His daughter Alison has collated his original material, compiled over a six-year period just before his death, and has added to it before publication. This is not a chronological personal autobiography but more of a history of his hymn tunes and texts, highlighting the creative process, the theology and the many persons with whom he collaborated.
Illustrated by Judith Micklem, another daughter of Caryl Micklem, readers interested in the genesis of hymnody will enjoy this well-produced offering.

HARMONY IN THE HEART: 38 ORIGINAL TUNES BY SAMUEL WESLEY SET TO HYMNS BY WRITERS FROM 4 CENTURIES
Philip Carter

The New Room Bristol: Ringbound 64pp 978-1-901085-02-0
The 250th anniversary of the birth of Bristol-born musician Samuel Wesley fell in 2016. To mark this, The New Room in Bristol, the oldest Methodist Chapel in the world built by John Wesley in 1739, has reissued Samuel Wesley’s 1828 publication Original Hymn-Tunes, Adapted to Every Metre in the Collection of the Rev. John Wesley, A.M.
A notable addition to the original collection is the provision of 14 texts in addition to those originally set by Samuel Wesley. Eleven of these are contemporary: five by Andrew Pratt and six by the late Fred Pratt-Green.
It is unfortunate that the music, although in modern typesetting, is fuzzy and in one or two cases has been made to fit the page by stretching the images without regard to the image aspect ratio, giving a slightly bizarre appearance. Wesley enthusiasts will certainly be interested in the collection, even though it may not find a wider market.

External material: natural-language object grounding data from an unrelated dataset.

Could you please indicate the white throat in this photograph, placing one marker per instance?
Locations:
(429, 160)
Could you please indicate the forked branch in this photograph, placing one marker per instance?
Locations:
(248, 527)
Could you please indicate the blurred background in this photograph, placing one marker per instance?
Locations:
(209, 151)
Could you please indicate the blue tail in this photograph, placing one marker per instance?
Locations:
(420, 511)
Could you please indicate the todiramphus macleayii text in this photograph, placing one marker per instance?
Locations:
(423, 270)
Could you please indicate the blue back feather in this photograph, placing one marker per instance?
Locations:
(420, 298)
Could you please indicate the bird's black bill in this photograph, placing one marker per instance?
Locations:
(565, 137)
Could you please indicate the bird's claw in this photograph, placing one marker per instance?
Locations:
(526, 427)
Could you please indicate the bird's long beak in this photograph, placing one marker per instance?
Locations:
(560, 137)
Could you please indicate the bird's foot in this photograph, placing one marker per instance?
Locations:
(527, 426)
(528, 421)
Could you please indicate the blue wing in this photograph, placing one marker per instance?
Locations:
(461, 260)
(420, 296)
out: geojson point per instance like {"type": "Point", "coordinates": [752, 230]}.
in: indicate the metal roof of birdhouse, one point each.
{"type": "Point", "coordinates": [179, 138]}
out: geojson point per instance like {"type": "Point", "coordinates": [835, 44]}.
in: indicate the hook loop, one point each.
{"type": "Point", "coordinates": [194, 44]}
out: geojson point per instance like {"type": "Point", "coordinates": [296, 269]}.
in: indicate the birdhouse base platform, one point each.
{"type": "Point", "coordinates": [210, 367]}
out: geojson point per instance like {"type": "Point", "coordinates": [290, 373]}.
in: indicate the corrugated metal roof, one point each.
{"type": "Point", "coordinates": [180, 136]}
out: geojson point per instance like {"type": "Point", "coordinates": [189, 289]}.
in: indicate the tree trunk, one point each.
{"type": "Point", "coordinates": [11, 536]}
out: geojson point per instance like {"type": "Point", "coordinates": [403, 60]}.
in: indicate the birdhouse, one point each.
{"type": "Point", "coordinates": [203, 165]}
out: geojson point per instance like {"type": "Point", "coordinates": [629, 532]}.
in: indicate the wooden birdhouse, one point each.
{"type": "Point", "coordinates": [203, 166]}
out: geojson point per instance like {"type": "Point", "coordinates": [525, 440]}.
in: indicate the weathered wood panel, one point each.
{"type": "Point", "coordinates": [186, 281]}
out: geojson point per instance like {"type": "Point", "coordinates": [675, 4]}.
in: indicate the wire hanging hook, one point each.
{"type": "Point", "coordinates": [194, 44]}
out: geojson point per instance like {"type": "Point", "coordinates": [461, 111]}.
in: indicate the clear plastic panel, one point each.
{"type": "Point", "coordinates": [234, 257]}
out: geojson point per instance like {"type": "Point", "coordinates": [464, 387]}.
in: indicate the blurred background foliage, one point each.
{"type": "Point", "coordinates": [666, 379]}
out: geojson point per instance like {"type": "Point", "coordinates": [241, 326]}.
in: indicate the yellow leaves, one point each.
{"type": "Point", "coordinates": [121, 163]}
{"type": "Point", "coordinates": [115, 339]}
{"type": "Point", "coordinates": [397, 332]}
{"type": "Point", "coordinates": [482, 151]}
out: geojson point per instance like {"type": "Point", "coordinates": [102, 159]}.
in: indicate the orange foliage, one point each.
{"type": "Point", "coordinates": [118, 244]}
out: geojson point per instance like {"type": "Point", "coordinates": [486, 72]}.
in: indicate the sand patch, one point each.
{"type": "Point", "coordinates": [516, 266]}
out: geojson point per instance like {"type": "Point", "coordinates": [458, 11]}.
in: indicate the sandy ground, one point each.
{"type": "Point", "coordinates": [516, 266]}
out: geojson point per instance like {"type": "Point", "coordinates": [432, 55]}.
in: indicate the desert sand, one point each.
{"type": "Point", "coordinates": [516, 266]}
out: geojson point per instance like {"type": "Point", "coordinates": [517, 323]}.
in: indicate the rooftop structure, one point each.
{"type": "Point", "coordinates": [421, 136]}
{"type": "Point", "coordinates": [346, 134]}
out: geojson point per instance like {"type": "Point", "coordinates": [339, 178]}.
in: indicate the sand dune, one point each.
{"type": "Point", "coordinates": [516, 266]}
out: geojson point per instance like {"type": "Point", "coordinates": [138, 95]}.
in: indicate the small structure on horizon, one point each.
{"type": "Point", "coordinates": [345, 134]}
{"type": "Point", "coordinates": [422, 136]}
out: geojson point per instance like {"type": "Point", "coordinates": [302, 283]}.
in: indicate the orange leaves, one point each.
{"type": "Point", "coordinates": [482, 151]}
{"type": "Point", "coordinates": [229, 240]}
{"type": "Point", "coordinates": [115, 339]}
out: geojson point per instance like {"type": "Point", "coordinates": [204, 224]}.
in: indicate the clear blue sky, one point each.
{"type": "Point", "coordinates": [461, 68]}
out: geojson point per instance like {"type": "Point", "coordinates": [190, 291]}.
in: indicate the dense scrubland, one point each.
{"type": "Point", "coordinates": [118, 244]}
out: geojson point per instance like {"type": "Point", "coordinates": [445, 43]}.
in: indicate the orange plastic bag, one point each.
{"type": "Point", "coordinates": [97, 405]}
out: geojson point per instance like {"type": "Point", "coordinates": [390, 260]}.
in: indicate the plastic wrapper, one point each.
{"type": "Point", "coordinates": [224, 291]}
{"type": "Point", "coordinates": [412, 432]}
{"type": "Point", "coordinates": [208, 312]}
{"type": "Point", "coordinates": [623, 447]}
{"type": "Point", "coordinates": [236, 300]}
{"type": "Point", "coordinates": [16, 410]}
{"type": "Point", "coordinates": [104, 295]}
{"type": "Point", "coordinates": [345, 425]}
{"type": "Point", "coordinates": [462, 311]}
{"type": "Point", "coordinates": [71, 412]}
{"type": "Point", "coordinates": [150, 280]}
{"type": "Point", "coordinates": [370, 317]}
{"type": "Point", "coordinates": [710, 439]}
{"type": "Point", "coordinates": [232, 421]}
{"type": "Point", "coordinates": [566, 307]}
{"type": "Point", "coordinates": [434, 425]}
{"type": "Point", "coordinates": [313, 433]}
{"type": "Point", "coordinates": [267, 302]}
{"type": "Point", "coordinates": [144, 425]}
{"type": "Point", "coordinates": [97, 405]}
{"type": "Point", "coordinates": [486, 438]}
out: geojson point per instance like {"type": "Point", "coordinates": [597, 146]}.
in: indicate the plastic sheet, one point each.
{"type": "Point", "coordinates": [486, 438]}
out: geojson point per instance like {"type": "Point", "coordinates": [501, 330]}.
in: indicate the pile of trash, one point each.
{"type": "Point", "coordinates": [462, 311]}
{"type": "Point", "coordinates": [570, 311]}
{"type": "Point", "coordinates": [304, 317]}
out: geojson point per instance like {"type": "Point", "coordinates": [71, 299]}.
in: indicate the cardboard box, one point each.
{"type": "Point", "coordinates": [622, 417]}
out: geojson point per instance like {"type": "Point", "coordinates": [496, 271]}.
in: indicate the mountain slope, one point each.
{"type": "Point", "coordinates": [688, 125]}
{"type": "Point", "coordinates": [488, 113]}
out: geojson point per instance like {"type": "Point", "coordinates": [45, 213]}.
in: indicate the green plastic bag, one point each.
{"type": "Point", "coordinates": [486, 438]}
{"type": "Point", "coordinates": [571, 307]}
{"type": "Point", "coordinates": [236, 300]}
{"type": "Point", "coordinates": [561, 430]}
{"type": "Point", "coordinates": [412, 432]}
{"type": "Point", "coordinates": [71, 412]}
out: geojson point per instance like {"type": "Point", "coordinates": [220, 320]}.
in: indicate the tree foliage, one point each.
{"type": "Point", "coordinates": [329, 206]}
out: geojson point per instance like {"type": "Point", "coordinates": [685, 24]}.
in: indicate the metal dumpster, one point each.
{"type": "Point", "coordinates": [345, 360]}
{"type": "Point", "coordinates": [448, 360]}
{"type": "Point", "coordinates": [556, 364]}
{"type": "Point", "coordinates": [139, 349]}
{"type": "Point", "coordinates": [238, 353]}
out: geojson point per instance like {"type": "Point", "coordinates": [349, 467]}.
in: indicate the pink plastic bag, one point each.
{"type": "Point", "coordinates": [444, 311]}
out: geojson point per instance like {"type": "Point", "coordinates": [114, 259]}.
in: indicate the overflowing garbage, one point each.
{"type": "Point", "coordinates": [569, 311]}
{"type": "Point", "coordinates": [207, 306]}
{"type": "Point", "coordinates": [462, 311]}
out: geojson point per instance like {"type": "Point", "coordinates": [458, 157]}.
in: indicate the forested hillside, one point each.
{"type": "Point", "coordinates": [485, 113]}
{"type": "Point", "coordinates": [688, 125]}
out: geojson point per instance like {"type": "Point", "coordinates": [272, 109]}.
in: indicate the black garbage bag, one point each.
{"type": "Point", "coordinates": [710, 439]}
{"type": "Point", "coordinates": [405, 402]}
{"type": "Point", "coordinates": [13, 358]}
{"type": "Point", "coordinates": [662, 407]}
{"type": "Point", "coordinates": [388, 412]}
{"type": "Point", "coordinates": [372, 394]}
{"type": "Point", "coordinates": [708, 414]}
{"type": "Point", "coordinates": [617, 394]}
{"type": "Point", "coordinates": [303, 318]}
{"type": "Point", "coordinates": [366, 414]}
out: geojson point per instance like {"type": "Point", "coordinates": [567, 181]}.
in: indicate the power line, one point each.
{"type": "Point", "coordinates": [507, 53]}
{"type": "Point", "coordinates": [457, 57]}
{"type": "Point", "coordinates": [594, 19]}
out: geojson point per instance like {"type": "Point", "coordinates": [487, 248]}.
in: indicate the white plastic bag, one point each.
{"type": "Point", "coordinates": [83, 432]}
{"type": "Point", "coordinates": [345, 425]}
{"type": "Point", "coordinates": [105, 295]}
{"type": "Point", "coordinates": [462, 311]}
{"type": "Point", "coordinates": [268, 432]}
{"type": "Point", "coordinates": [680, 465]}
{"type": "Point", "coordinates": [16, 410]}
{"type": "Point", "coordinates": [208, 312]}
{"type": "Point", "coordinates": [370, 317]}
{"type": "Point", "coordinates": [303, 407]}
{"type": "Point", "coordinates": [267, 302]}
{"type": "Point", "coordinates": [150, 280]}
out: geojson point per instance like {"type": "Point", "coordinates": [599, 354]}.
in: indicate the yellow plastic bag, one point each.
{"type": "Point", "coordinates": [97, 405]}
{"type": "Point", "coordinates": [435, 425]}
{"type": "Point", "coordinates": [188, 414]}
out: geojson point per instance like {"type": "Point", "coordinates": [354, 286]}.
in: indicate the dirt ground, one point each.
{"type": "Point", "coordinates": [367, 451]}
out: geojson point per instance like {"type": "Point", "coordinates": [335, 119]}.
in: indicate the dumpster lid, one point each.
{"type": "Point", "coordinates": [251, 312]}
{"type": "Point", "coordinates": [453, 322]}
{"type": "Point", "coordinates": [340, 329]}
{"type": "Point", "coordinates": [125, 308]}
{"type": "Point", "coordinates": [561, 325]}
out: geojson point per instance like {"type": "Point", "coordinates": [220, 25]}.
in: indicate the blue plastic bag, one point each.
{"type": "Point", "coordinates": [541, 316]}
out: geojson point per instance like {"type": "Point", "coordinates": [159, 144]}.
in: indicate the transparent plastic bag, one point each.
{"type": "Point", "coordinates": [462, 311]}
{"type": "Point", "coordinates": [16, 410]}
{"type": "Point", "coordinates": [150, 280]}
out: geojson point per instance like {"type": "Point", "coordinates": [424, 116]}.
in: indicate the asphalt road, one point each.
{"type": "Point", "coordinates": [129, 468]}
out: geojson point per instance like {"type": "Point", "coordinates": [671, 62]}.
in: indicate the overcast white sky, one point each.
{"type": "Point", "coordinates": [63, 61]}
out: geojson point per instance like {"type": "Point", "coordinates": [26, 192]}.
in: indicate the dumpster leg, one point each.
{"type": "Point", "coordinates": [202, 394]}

CAROLS FROM KING’S: THE STORIES OF OUR FAVOURITE CAROLS FROM KING’S COLLEGE
Alexandra Coghlan
BBC Books: H/B 208pp. 978-1-78594-094-1 £9.99
www.penguinrandomhouse.co.uk
Reading the subtitle – ‘The stories of our favourite carols …’ – a slight sense of dread came over the reviewer.
I was wrong: this book is a delight at several levels. Yes, it does cover some ‘best-loved’ carols, the tradition of the King’s Nine Lessons and Carols service and the carol broadcasts, and it is written in an approachable popular style, but there is more to it than that. The opening chapter recalling the origins of Yule and Christmas, the history and nature of carols, wassailing and mystery plays is a model of clarity. It is followed by an account of typical medieval, Tudor and Victorian Christmases leading to the King’s College contribution to the carol tradition and the various contemporary carols commissioned by the college.
Throughout the book the various carols mentioned are used in context to illustrate a hugely enjoyable history lesson that is slowly unfolded to the reader. This is highly recommended.